IWSG: Antagonism

InsecureWritersSupportGroup2

It’s June and the first Wednesday of June and that means it is time to post for the Insecure Writer’s Support Group, where once a month we get together to share our insecurities, our successes, and generally help share the burden of the writing life.

This past month has been a bit crazy. I had a recurrence of poison ivy while trying to weed, which has started to make me feel like I’m at war with my yard – and my yard may be winning. This past weekend I had a migraine while watching this experimental art house film. I had to leave and sit down for a minute while my eyes stopped seeing weird things in the corner. Seriously freaky. Life is hard sometimes.

At this moment in my writing life, I’m fleshing out character development for my antagonists in particular. I struggle with writing about evil, real evil. I keep wanting to pretty it up, to save the bad guy from him (or her)self. Not in a cool, antihero way either. In a Care Bear, let’s all hug away the bad guy’s secret pain sort of way.

I think my watered down conflict is an extension of my own insecurity, a tendency to want to avoid conflict at all costs. Maybe I need to dig deep and not be afraid of the worst that could happen. That sounds so scary though. Why can’t we all just get along? Like how Sherlock and Moriarty hug it out in the end – all the way to the bottom of Reichenbach Falls, right?? Right… 🙂

How do you deal with conflict in your writing? What kind of conflict makes for a good book? Can you think of your favorite literary villain? What makes that villain really work? How does their story end – or how do you picture it ending?

Happy IWSG Day!

19 thoughts on “IWSG: Antagonism

  1. I think I would struggle to write truly evil characters or really terrible conflict. I hadn’t really thought about why that’s the case until I read your post. I don’t like conflict in real life, so maybe it’s related to that. Something interesting to ponder this morning over coffee 🙂

  2. I am continually trying to up the conflict in my books. It’s probably my biggest challenge. I just read a wonderful young adult contemporary that could be seen as light and fluffy, but the conflict was so great! There were actual stakes for each step in the character journey–if she didn’t do XYZ, then actual, tangible things would go wrong and people would be hurt. It was a great lesson to see that even light reads need real stakes.

    Goal, Set, Check! Setting SMART goals

    1. Thanks Stephanie, that’s a good tip that I think goes along with your blog post too in a way. Definitely measurable goals and steps. Hm! Will have to think about that.

  3. Conflict is never easy, in life or writing. Having never met someone who was either all good or evil, I can’t write antagonists who don’t have some redeeming quality. They still act badly, and push the plot along, but I never let them be perpetually “bad.” That feels false to me.

    Good luck!

  4. I’m very conflict-averse in real life, so writing conflict has always been difficult for me, too. But the antagonist in my current story has some redeeming qualities, but….he’s basically a snake. So I’m trying to write him as the weak, shallow snake that he is.

  5. There are moments when people offend me. I want to stand up for mankind or the underdog and I feel righteous. Since I won’t dare go face to face, I write what I’d say to them. I don’t hold back on paper. The best part is I save it for when I need an evil doer. Then I pretend the offensive person is the good guy and away I go. 🙂

    Anna from elements of emaginette

  6. I can’t write truly evil. My villains think they are heroes, that they are right.

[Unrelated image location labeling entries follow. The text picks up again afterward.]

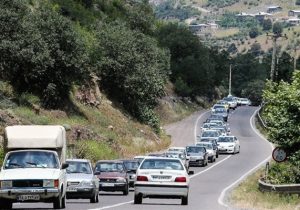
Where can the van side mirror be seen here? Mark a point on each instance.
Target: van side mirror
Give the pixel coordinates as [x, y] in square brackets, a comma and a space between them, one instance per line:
[191, 173]
[64, 165]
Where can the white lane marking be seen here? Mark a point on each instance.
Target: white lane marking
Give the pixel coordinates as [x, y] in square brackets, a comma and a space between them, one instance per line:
[196, 124]
[201, 172]
[223, 193]
[195, 133]
[112, 206]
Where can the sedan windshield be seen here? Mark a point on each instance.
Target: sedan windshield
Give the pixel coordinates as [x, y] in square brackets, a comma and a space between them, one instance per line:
[78, 167]
[207, 146]
[209, 134]
[131, 165]
[225, 139]
[195, 149]
[109, 167]
[167, 164]
[31, 159]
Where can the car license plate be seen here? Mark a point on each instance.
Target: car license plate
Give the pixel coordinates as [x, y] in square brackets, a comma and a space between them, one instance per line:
[71, 189]
[108, 185]
[28, 197]
[161, 177]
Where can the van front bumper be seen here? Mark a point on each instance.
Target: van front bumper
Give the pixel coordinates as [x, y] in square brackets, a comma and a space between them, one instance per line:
[28, 194]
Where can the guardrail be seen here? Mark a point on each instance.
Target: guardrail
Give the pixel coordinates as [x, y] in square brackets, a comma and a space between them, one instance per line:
[261, 121]
[284, 188]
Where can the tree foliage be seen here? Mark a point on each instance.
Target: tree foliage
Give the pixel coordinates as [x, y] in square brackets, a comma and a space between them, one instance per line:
[132, 68]
[283, 116]
[41, 51]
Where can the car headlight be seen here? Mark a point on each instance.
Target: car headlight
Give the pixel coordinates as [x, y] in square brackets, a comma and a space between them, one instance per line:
[121, 179]
[87, 184]
[6, 184]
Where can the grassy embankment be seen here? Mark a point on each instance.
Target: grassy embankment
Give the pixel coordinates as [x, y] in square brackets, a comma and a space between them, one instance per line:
[107, 132]
[247, 195]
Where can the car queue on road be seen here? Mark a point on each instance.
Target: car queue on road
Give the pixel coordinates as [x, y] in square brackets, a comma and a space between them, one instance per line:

Just in a warped way of thinking.

  7. I like antiheroes and villains who have some redeeming quality. It’s hard for me to write characters who are truly evil with no redeeming qualities because I can’t stomach that much evil. It makes me sick.

    1. Thanks Lori. I know what you mean and I think that’s why it is so hard and something I avoid – but then my chars need a real conflict, so maybe that little grain of goodness is the key.

  8. I have the same problem, Anne, writing antagonists. I had my baddie being kind of hunky and badass in a cool way at first, until my critique peeps pointed out he was more likeable than the hero. So I had to do some serious backtracking to bring him round and to pep my hero up!

  9. Who said that “every villain is the hero in their own story”? I love that. Ever since hearing it, I try to incorporate that in my writing some how. Bad guys are never just bad (not normally). They have reasons. They see something totally different than the hero.

    But I LOVE writing villains. I don’t know… they seem more fun. Like they’re done for anything.

    Good luck!

  10. I’m not too good with villains either, which is annoying because antagonists are often one of my favorite things in fiction. So far, the best I have are a pair of antiheroes who pick whichever side benefits them most, and a manipulative traitor that’s intended to be hate-able.

  11. I think I’m in the same boat as you, Anne.
    I’m a peacemaker who tends to avoid conflict. I haven’t written anything pure evil.